How do insurance policies help you save tax?
You must have heard that insurance is a passport to a better life. But what is an insurance policy? It is a corpus that you build for a rainy day. A life insurance policy covers your life. It gives a fund to your loved ones in your absence. A health plan covers your health. It helps you get the best possible treatment when you are unwell. Insurance also has another wonderful benefit. It allows you to save tax. So, if you are planning to invest your money to save tax, consider buying insurance policies.
Types of insurance policies
Many types of insurance policies are available in the market. These are motor insurance, home insurance, accident insurance, and travel insurance. But from a taxpayer’s point of view, health and life insurance policies are the ones to look out for. So, here is a detailed look at these insurance plans. Find out how they help you save tax.
Life insurance policies:
These policies promise to pay your nominee (usually the next of kin) a sum assured if you die prematurely. You have to pay a premium for that. This premium is tax deductible, you can deduct a maximum of Rs 1.5 lakh from your taxable income in the form of life insurance premiums. You do not have to pay any tax on that.

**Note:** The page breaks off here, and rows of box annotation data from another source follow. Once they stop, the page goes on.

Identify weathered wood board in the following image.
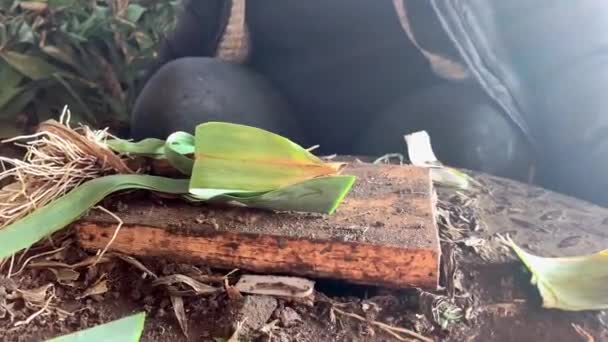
[75,163,440,289]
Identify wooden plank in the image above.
[75,163,440,289]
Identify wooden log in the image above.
[75,163,440,289]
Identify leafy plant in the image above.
[0,0,180,137]
[0,122,355,258]
[48,312,146,342]
[503,238,608,311]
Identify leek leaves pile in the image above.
[0,122,355,258]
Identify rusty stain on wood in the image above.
[75,163,440,289]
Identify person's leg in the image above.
[131,57,302,142]
[354,82,531,181]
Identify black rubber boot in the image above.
[354,83,532,181]
[131,57,304,143]
[431,0,608,205]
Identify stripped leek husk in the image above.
[0,122,355,259]
[504,238,608,311]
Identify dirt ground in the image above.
[0,160,608,342]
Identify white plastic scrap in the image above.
[404,131,474,190]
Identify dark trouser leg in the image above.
[356,83,530,180]
[131,57,302,142]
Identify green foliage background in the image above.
[0,0,180,137]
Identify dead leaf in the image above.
[171,296,188,338]
[48,268,80,286]
[76,274,108,299]
[235,275,315,298]
[17,283,53,305]
[572,323,595,342]
[152,274,219,295]
[227,317,247,342]
[112,253,158,279]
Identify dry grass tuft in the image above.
[0,107,133,228]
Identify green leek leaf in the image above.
[0,123,355,259]
[505,239,608,311]
[190,122,342,193]
[49,312,146,342]
[0,175,188,259]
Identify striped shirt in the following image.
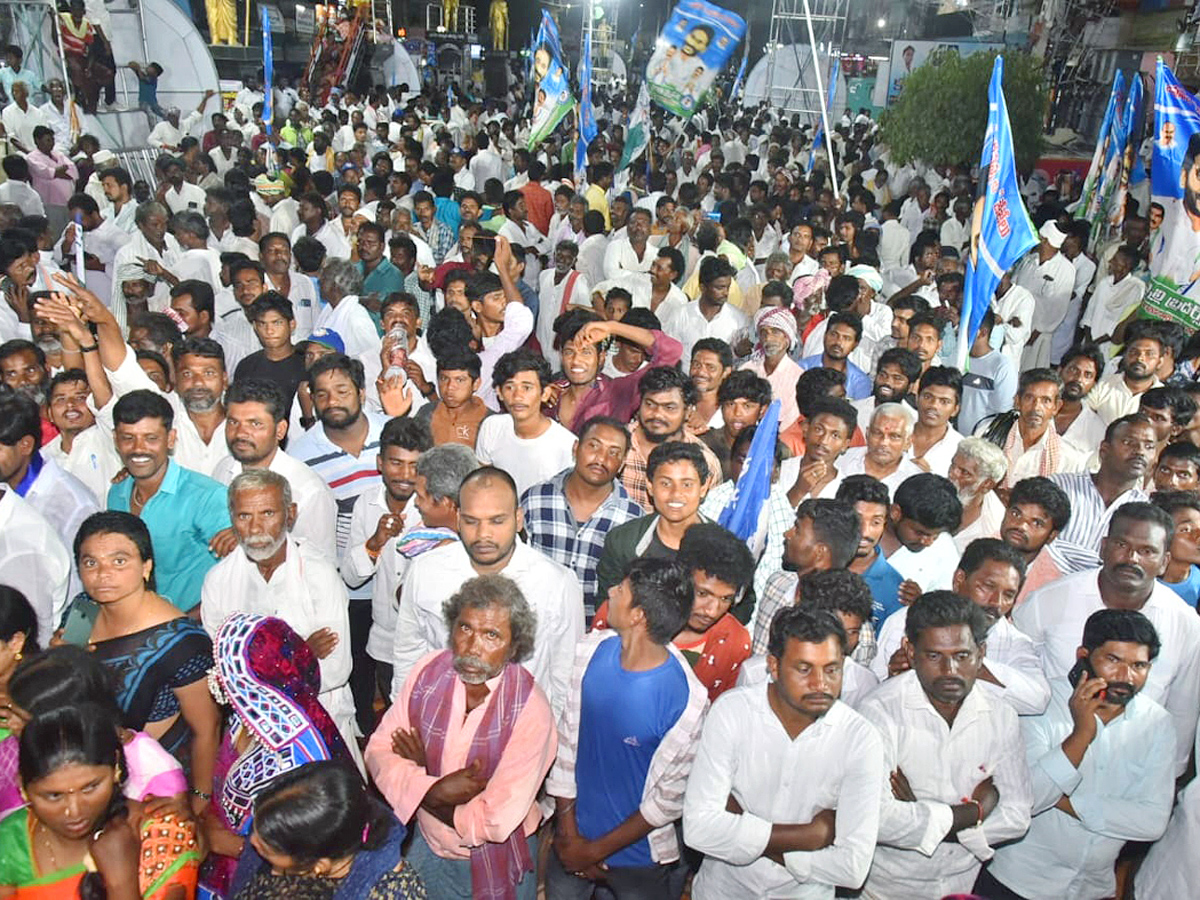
[521,468,643,628]
[288,409,388,558]
[1049,472,1150,575]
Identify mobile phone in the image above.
[1067,656,1108,700]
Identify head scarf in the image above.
[210,613,350,833]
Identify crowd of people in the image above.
[0,56,1200,900]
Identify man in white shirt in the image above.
[200,468,359,760]
[212,378,337,562]
[974,610,1182,900]
[0,487,71,647]
[1013,502,1200,775]
[859,590,1032,900]
[475,349,575,496]
[880,472,962,601]
[392,466,583,715]
[1013,218,1075,371]
[662,256,750,359]
[871,538,1050,715]
[683,606,886,900]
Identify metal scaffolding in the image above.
[766,0,850,121]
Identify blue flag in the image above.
[806,56,841,174]
[958,56,1038,372]
[716,400,780,540]
[263,7,275,134]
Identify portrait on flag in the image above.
[646,0,746,119]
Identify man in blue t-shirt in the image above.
[546,559,708,900]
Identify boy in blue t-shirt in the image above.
[546,559,708,900]
[1150,491,1200,608]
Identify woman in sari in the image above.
[60,511,221,815]
[233,762,425,900]
[0,584,37,816]
[202,613,353,896]
[8,644,188,808]
[0,704,199,900]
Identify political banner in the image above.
[956,56,1038,372]
[527,10,575,150]
[1138,278,1200,332]
[1150,60,1200,299]
[646,0,746,119]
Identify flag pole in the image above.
[804,0,840,202]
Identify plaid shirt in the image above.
[620,425,721,512]
[750,571,876,666]
[521,468,643,628]
[413,218,455,265]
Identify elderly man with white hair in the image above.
[200,469,361,766]
[1013,218,1075,371]
[742,306,804,431]
[838,403,922,493]
[947,438,1008,553]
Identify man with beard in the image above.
[1050,414,1157,575]
[392,466,583,714]
[292,354,386,733]
[212,378,337,560]
[366,573,558,900]
[859,590,1033,900]
[871,538,1050,715]
[200,468,358,757]
[974,610,1175,900]
[1054,344,1105,458]
[947,438,1008,552]
[620,366,721,512]
[1013,502,1200,775]
[851,347,922,430]
[0,388,101,578]
[752,500,862,655]
[800,312,871,400]
[976,368,1087,490]
[0,338,56,443]
[683,606,887,900]
[839,403,920,492]
[1087,319,1164,425]
[521,415,642,626]
[108,390,229,612]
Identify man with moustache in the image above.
[1000,476,1070,606]
[871,538,1050,715]
[1054,344,1105,458]
[200,468,358,756]
[859,590,1033,900]
[683,606,886,900]
[392,466,583,713]
[1013,502,1200,775]
[1050,414,1158,574]
[974,610,1175,900]
[851,347,922,431]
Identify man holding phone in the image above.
[974,610,1175,900]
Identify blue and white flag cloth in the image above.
[958,56,1038,372]
[716,400,781,540]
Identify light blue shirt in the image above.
[989,677,1175,900]
[108,461,229,612]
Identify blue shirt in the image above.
[575,635,688,868]
[1158,565,1200,610]
[800,353,874,400]
[108,461,229,612]
[863,544,904,622]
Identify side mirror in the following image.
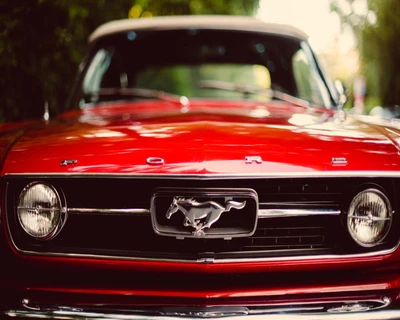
[334,80,349,107]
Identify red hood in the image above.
[2,101,400,175]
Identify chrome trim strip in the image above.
[258,209,341,219]
[4,310,400,320]
[7,244,398,265]
[4,170,400,180]
[4,310,400,320]
[67,208,150,216]
[67,208,341,219]
[0,297,400,320]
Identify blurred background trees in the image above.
[331,0,400,112]
[0,0,400,123]
[0,0,258,123]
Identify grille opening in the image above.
[6,177,399,260]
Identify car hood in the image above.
[2,101,400,175]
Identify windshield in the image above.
[73,29,332,107]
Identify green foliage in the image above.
[0,0,258,122]
[331,0,400,107]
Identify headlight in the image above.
[347,189,392,247]
[17,182,66,240]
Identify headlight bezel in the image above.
[16,181,68,241]
[346,186,393,249]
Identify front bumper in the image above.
[2,297,400,320]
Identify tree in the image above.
[0,0,258,122]
[331,0,400,107]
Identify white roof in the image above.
[89,16,308,42]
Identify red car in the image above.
[0,16,400,320]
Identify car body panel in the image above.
[2,100,400,175]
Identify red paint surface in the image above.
[0,100,400,304]
[2,101,400,176]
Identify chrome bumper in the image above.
[5,310,400,320]
[0,297,400,320]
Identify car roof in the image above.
[89,16,308,42]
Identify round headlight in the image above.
[17,182,65,240]
[347,189,392,247]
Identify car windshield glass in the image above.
[74,29,332,107]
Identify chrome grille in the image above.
[6,177,398,260]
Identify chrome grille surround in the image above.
[6,175,398,263]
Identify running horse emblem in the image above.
[166,198,246,236]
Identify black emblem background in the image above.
[151,188,258,238]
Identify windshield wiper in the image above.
[84,88,189,106]
[198,80,311,109]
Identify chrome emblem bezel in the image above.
[150,188,258,239]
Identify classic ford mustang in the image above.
[0,16,400,320]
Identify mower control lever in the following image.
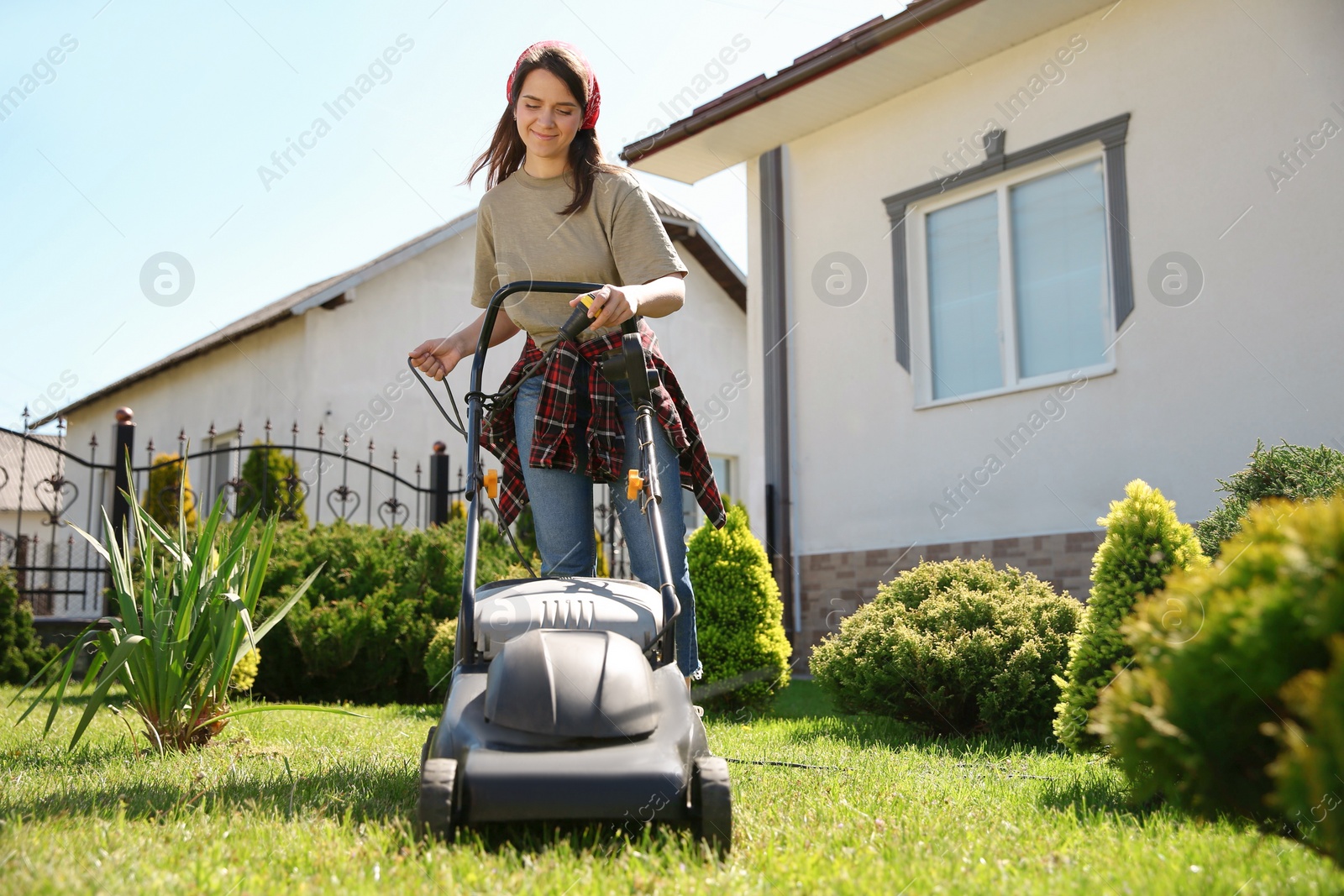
[560,296,593,343]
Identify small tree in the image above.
[0,565,56,685]
[144,454,197,531]
[687,504,791,708]
[1055,479,1208,752]
[1196,439,1344,558]
[238,439,307,527]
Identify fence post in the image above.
[112,407,136,548]
[428,442,449,525]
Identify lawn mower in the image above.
[412,280,732,854]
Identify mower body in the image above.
[418,280,732,853]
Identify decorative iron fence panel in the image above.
[0,408,629,622]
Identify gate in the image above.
[0,408,629,623]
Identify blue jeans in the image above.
[513,376,701,679]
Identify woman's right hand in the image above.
[410,336,462,380]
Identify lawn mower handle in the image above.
[457,280,681,661]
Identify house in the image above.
[621,0,1344,652]
[21,187,748,614]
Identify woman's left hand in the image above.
[570,284,640,332]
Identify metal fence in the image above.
[0,408,629,622]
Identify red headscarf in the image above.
[504,40,602,129]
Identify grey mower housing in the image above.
[418,280,732,853]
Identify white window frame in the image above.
[905,139,1116,410]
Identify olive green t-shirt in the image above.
[472,168,685,352]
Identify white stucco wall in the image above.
[55,221,748,537]
[748,0,1344,553]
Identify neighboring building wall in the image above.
[52,228,748,537]
[748,0,1344,658]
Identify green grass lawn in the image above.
[0,681,1344,896]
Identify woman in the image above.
[412,40,724,686]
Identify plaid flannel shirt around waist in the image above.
[481,320,727,528]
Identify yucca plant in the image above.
[9,459,358,753]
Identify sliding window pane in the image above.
[1008,161,1107,379]
[926,193,1003,399]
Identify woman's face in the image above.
[513,69,583,159]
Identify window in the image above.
[885,116,1133,407]
[197,430,239,513]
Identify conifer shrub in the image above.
[143,454,199,532]
[1093,495,1344,832]
[687,504,791,710]
[0,565,58,685]
[811,558,1082,737]
[238,439,309,527]
[253,520,527,703]
[1194,439,1344,558]
[1055,479,1208,752]
[425,618,457,696]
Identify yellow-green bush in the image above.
[1055,479,1208,752]
[425,616,457,694]
[1093,497,1344,843]
[811,558,1082,736]
[0,565,56,685]
[687,504,790,708]
[254,520,527,703]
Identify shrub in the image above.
[238,439,309,528]
[687,504,791,708]
[425,618,457,694]
[1093,497,1344,824]
[1194,439,1344,558]
[1055,479,1208,752]
[254,520,527,703]
[11,467,349,753]
[0,565,56,685]
[811,558,1082,736]
[1268,636,1344,865]
[144,454,199,532]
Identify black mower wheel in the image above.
[690,757,732,856]
[415,759,457,840]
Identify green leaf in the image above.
[70,636,145,750]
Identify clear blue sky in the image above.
[0,0,902,432]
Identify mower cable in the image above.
[724,757,851,771]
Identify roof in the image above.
[621,0,1114,183]
[31,188,748,428]
[0,430,66,510]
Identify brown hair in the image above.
[462,45,621,215]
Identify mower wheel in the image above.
[415,759,457,840]
[690,757,732,856]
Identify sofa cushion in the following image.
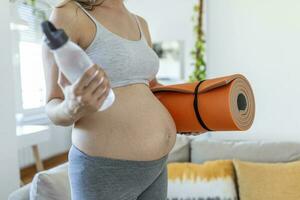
[168,161,237,200]
[191,138,300,163]
[30,163,71,200]
[234,160,300,200]
[168,134,190,163]
[8,183,31,200]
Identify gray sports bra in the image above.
[76,2,159,88]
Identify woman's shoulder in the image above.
[49,0,80,41]
[134,14,152,46]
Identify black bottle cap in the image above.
[42,21,69,50]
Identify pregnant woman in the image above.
[43,0,176,200]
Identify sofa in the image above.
[9,134,300,200]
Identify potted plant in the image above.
[189,0,206,82]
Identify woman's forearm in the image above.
[46,98,79,126]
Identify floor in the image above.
[20,152,68,184]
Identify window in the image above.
[153,40,184,84]
[19,41,45,110]
[10,0,51,124]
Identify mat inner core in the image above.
[237,94,247,111]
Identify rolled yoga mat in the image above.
[151,74,255,135]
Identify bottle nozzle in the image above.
[41,21,69,49]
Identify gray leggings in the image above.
[69,145,168,200]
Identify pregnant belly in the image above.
[72,84,176,160]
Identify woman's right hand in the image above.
[58,65,110,119]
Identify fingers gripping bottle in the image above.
[42,21,115,111]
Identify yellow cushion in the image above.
[168,161,237,200]
[234,160,300,200]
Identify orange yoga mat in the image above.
[151,74,255,134]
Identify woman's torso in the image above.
[72,1,176,160]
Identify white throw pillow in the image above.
[167,160,237,200]
[191,138,300,163]
[30,163,71,200]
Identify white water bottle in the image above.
[42,21,115,111]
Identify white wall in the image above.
[125,0,197,79]
[207,0,300,141]
[0,1,19,199]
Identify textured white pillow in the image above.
[191,138,300,163]
[167,161,237,200]
[30,163,71,200]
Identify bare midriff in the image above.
[72,83,176,161]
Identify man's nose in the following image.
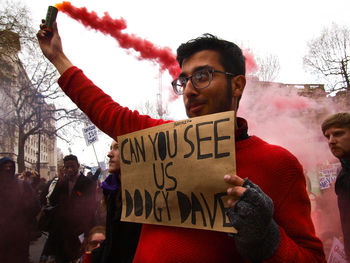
[183,79,198,96]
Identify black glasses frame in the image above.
[171,68,235,95]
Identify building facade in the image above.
[0,31,59,179]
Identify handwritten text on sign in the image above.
[83,125,98,146]
[118,111,236,232]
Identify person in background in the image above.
[81,226,106,263]
[42,154,96,263]
[92,141,142,263]
[0,157,40,263]
[321,112,350,261]
[37,22,325,263]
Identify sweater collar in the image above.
[235,117,250,141]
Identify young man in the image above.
[321,112,350,260]
[42,154,96,263]
[92,141,142,263]
[37,23,325,262]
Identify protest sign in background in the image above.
[118,111,236,232]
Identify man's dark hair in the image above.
[176,33,245,75]
[63,154,79,163]
[321,112,350,134]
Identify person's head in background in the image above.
[82,226,106,253]
[63,154,80,180]
[321,112,350,161]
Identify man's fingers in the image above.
[224,174,244,186]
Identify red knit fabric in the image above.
[59,67,326,263]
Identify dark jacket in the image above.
[43,174,96,262]
[92,174,142,263]
[335,160,350,259]
[0,157,40,263]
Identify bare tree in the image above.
[304,24,350,97]
[0,2,84,172]
[254,54,280,82]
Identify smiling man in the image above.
[37,23,325,263]
[321,112,350,260]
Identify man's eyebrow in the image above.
[179,65,213,77]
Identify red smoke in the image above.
[243,49,258,74]
[55,2,257,78]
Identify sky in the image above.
[15,0,350,168]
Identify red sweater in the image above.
[58,67,326,263]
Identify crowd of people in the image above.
[0,15,350,263]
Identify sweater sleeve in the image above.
[264,148,326,263]
[58,66,170,139]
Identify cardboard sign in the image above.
[327,237,348,263]
[83,125,98,146]
[118,111,237,233]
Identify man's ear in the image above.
[231,75,246,98]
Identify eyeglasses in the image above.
[171,68,234,95]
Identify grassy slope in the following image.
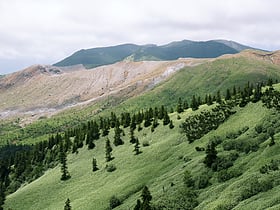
[0,57,280,144]
[5,103,280,210]
[109,57,280,110]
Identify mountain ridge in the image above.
[53,40,254,68]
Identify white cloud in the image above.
[0,0,280,74]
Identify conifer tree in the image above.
[141,186,152,210]
[105,138,113,162]
[207,94,213,106]
[0,183,6,210]
[129,129,136,144]
[92,158,98,171]
[176,98,184,113]
[130,114,136,130]
[158,106,165,120]
[59,141,71,180]
[163,111,170,125]
[216,90,222,104]
[191,95,199,110]
[267,127,275,146]
[133,199,142,210]
[114,124,124,146]
[134,138,141,155]
[64,198,71,210]
[183,100,189,109]
[204,141,217,168]
[169,120,174,129]
[225,89,231,101]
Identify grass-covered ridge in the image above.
[5,97,280,209]
[1,52,280,209]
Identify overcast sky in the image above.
[0,0,280,74]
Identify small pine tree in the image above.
[216,90,222,104]
[169,120,174,129]
[191,95,199,110]
[163,111,170,125]
[92,158,99,171]
[225,89,231,101]
[64,198,71,210]
[133,199,142,210]
[203,141,217,168]
[0,183,6,210]
[133,138,141,155]
[267,127,275,146]
[141,186,152,210]
[114,125,124,146]
[183,100,189,109]
[105,138,113,162]
[129,129,136,144]
[176,98,184,113]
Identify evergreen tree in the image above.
[163,111,170,125]
[152,117,159,129]
[59,141,71,180]
[158,106,165,120]
[134,138,141,155]
[267,127,275,146]
[191,95,199,110]
[207,94,213,106]
[169,120,174,129]
[134,199,142,210]
[204,141,217,168]
[105,138,113,162]
[183,100,189,109]
[114,124,124,146]
[64,198,71,210]
[0,183,6,210]
[129,129,136,144]
[225,89,231,101]
[130,114,136,130]
[92,158,98,171]
[141,186,152,210]
[216,90,222,104]
[176,98,184,113]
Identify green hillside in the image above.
[0,57,280,147]
[0,54,280,210]
[112,57,280,110]
[5,99,280,210]
[54,40,252,68]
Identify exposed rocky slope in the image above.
[0,59,205,118]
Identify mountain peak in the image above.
[54,40,253,68]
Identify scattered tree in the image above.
[204,141,217,168]
[134,138,141,155]
[176,98,184,113]
[64,198,71,210]
[105,138,113,162]
[92,158,98,171]
[59,141,71,181]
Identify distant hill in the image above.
[54,40,252,68]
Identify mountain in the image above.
[54,40,252,68]
[0,50,280,210]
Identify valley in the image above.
[0,44,280,210]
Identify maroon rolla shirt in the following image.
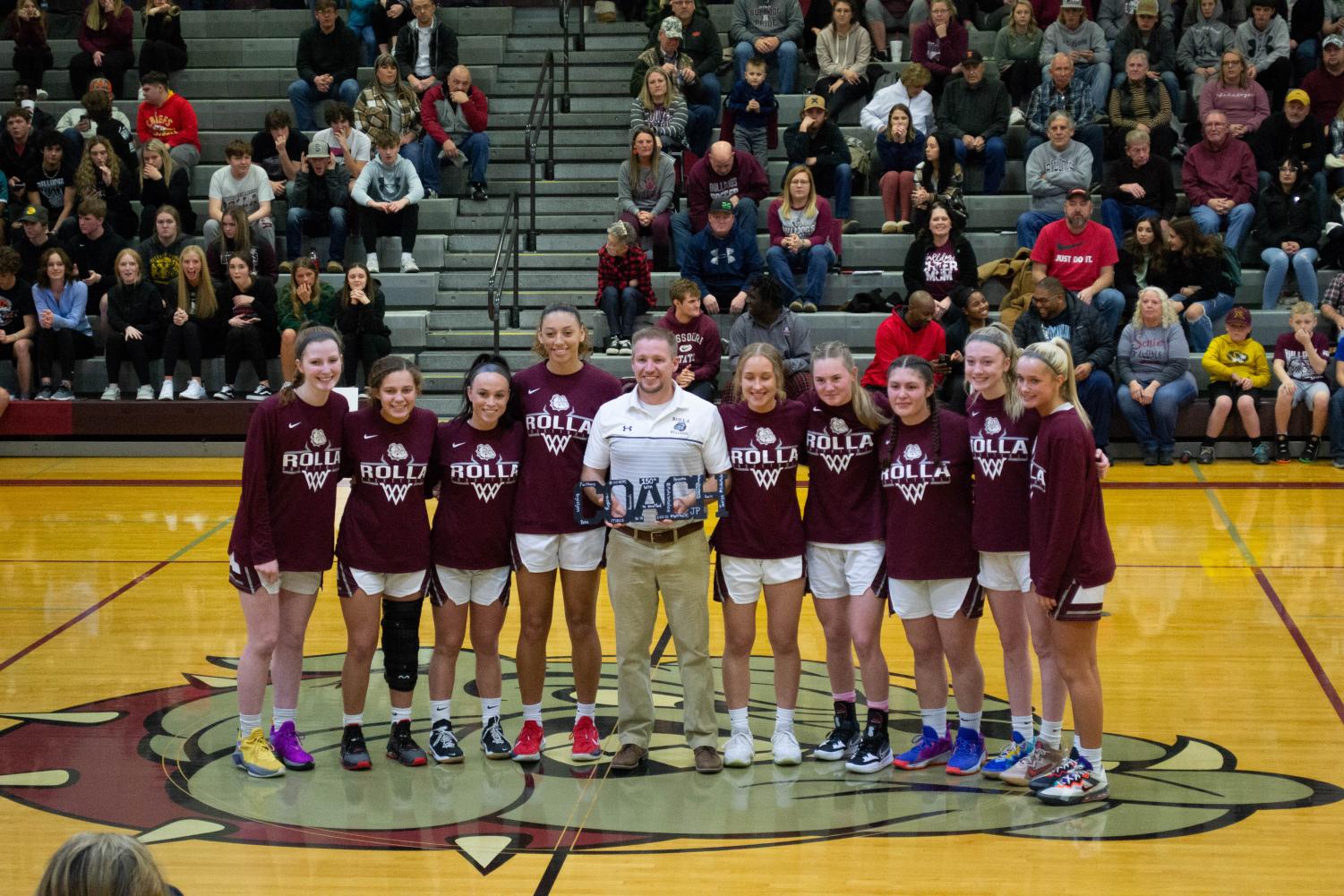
[228,395,349,572]
[434,419,526,569]
[714,402,808,560]
[513,362,621,534]
[336,407,438,574]
[882,410,980,582]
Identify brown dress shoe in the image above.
[695,747,723,775]
[612,744,649,771]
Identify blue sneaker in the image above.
[891,725,952,771]
[980,730,1036,778]
[947,728,985,775]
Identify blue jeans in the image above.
[1261,249,1318,309]
[732,40,799,93]
[1100,199,1157,246]
[285,206,347,262]
[952,137,1008,195]
[765,243,836,306]
[289,78,359,133]
[1116,373,1199,451]
[1189,203,1255,249]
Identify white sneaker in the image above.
[723,730,756,768]
[770,728,802,765]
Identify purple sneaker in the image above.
[891,725,952,771]
[270,721,317,771]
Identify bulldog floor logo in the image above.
[0,650,1344,873]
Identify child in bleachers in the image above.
[1199,305,1269,464]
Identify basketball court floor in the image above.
[0,458,1344,896]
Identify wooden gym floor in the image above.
[0,458,1344,896]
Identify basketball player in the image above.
[228,327,347,778]
[710,343,808,768]
[429,354,524,763]
[513,305,621,762]
[336,354,438,771]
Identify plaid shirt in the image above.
[596,243,655,308]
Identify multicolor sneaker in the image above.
[513,721,545,762]
[1036,756,1110,806]
[234,728,285,778]
[947,728,985,775]
[891,725,952,771]
[980,730,1036,778]
[270,721,317,771]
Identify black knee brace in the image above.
[383,598,424,692]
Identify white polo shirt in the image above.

Health insurance policies:
Everyone must buy a good health insurance policy. Healthcare is very expensive nowadays. Without a good health plan, it may be difficult to afford a good hospital. But a health plan is also beneficial from a tax point of view. According to Section 80D of the Indian Income Tax Act 1961, premiums paid for health plans are tax deductible. You can claim a tax discount ranging between Rs. 25,000 and Rs. 65,000 depending on your age and policy type.
Insurance or investment—which one offers better tax benefits?
Consider the story of Rahul Atre from Pune. He inherited Rs 3 lakh from his late grandmother. He had recently gotten married and wasn’t sure if he should buy a health plan for himself and his wife or to invest the money. He knew the investment would fetch him a higher return and would help him in saving tax too. But marriage had made him responsible and he understood the gravity of insurance. His father then advised him to invest a part of his inheritance in a National Savings Certificate and buy a comprehensive health plan with the remaining money. This proved to be a wonderful suggestion as Rahul was able to invest, insure, and save tax too.
Insurance policies are good options if you want to save tax. But, are they the ideal tax-saving instruments? Or should you rather invest in mutual funds and ULIPs? To answer this question, you must first understand the purpose of insurance.
The chief aim of buying a health plan is to get a protective cover. Tax benefits are an added advantage. The government offers tax benefits on insurance to encourage people to stay insured.
So, you must not look at insurance primarily as a tax-saving tool. Look at it as a protection that also helps you save tax.
The bottom line
Now you know what insurance policies are and how they help you save tax. Go ahead get some smart insurance plans. Insure yourself and your loved ones. Trouble often comes unannounced. So, prepare for every misfortune that may befall you. Insurance policies can help you stay prepared in the best way possible. Do not look to save tax with your insurance policies as that is not the main aim of insurance. If you buy insurance, you will get cover and you will get to save tax too.